Unlock a world of possibilities! Login now and discover the exclusive benefits awaiting you.
I am reading 15 GB input file in talend, which has 200, "|" delimited fields(columns) out of which I need to use 5 random fields.
To use these 5 random fields, I am read whole 15 GB file with 200 columns using tFileInputDelimited component then I filter unwanted 195 columns using tFilterColumns component, which is time consuming process(It takes approx 4 to 5 mins to read whole 15 GB File).
Can anyone of you please suggest if there is any other alternative way for implementing this.

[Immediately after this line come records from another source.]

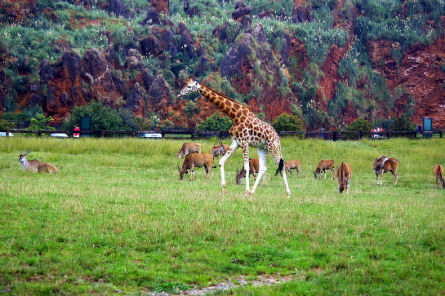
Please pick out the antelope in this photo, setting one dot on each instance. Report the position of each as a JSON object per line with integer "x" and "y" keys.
{"x": 438, "y": 172}
{"x": 324, "y": 165}
{"x": 189, "y": 148}
{"x": 254, "y": 168}
{"x": 384, "y": 164}
{"x": 344, "y": 174}
{"x": 291, "y": 164}
{"x": 36, "y": 166}
{"x": 219, "y": 150}
{"x": 196, "y": 160}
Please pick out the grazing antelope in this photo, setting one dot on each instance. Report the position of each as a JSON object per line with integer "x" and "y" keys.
{"x": 324, "y": 165}
{"x": 344, "y": 174}
{"x": 36, "y": 166}
{"x": 384, "y": 164}
{"x": 196, "y": 160}
{"x": 438, "y": 172}
{"x": 219, "y": 150}
{"x": 254, "y": 168}
{"x": 189, "y": 148}
{"x": 291, "y": 164}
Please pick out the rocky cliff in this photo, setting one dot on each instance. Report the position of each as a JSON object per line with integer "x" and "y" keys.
{"x": 269, "y": 69}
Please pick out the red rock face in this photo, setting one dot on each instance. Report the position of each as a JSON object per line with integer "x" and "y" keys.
{"x": 420, "y": 74}
{"x": 160, "y": 5}
{"x": 17, "y": 10}
{"x": 424, "y": 79}
{"x": 330, "y": 66}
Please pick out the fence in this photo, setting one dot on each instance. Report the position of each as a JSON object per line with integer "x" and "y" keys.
{"x": 193, "y": 134}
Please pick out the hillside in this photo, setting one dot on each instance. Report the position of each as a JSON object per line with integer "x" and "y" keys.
{"x": 329, "y": 62}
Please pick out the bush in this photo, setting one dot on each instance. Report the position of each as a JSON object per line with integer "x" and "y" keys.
{"x": 40, "y": 123}
{"x": 102, "y": 118}
{"x": 359, "y": 125}
{"x": 215, "y": 122}
{"x": 402, "y": 123}
{"x": 287, "y": 122}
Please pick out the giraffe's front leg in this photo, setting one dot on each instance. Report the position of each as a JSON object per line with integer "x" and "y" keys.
{"x": 262, "y": 158}
{"x": 245, "y": 148}
{"x": 223, "y": 159}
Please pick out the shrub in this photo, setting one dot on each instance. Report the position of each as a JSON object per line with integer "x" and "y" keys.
{"x": 402, "y": 123}
{"x": 215, "y": 122}
{"x": 359, "y": 125}
{"x": 287, "y": 122}
{"x": 40, "y": 123}
{"x": 102, "y": 118}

More specifically is there any way to read only specific fields from delimited file.
try tfileinputregex
https://help.talend.com/reader/KxVIhxtXBBFymmkkWJ~O4Q/CxhF82OjiQKwpRJriKB6~g
try to read data in stream mode. thiscould improve performance.
and set parallelize ( if you have subscription version)
https://help.talend.com/reader/TKUQ4WRBbYZRnl9OyAgr5w/cSnwqkJCdsct_heLy3lrAQ
I'm afraid - in this case, you cannot improve time hardly.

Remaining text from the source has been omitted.